Kupreanof


Facts


  • Official Name: Mount Kupreanof
  • Seismically Monitored: No
  • Color Code: UNASSIGNED
  • Alert Level: UNASSIGNED
  • Elevation: 1895m (6217ft)
  • Latitude: 56.0126
  • Longitude: -159.7912
  • Smithsonian VNum: 312060
  • Pronunciation:
  • Nearby Towns:
    • Ivanof Bay 14 mi (22 km) SE
    • Perryville 26 mi (42 km) SE
    • Chignik Lake 43 mi (69 km) NE
    • Chignik Lagoon 53 mi (85 km) NE
    • Sand Point 54 mi (87 km) SW

Description

From Wood and Kienle (1990) [1] : "The Stepovak Bay group is a chain of five volcanoes at the southwest end of a N40E oriented linear segment of the Aleutian arc on the Alaska Peninsula. This same segment includes the better known Veniaminof and Aniakchak calderas. Three of the Stepovak Bay volcanoes (2, 4, and Kupreanof) have clearly had Holocene eruptions, resulting in three small debris flows filling late Pleistocene glacial valleys, and a small cinder cone and associated lava flow. The other two volcanoes (1 and 3) do not show unmistakable evidence of Holocene activity. They have ice-filled summit craters 500 m (1) and 300 m (3) in diameter that may be late Pleistocene age. These volcanoes have contributed to extensive late Tertiary and Quaternary lava flows, some extending near sea level.
"Kupreanof is the largest and best known volcano of the group.
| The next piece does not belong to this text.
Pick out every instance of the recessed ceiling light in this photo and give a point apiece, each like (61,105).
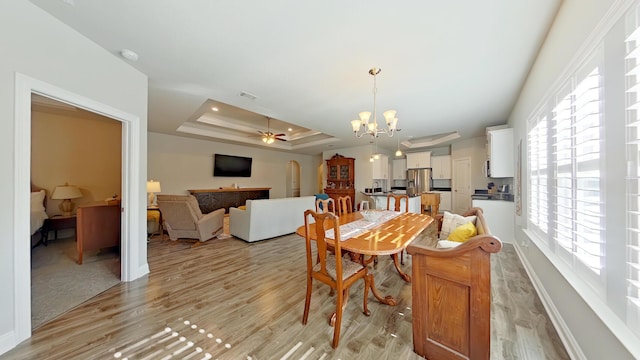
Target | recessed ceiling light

In 1982, reconnaissance mapping located the three southernmost volcanoes. Later work further delineated these three, and located an additional center (4). Mapping and K-Ar dating indicate the area has been the locus of voluminous volcanic activity for approximately the last 4 million years. A fumarole occurs at Kupreanof volcano; another has been reported on volcano 4. Air photos from the late 1940s also suggest the presence of a fumarole on volcano 1.
"Northwest of the line of volcanoes a projected fault vertically offsets the volcanoes from flows that are related to the early history of the centers. These flows, which dip away from the centers, yield K-Ar ages between 3.9 and 1.7 Ma. Along the trend, and 7 to 12 km southwest of the volcanoes, is another area of early (?) Quaternary flows possibly related to a yet unrecognized center; outcrops of hypabyssal rocks in a snowfield among these flows may be this center. The group of volcanoes overlies sedimentary rocks of Oligocene to late Miocene age; the southern centers also overlie thick tuff deposits of uncertain but presumably late Tertiary or early Quaternary age."


References Cited

[1] Volcanoes of North America: United States and Canada, 1990

Wood, C. A., and Kienle, Juergen, (eds.), 1990, Volcanoes of North America: United States and Canada: New York, Cambridge University Press, 354 p.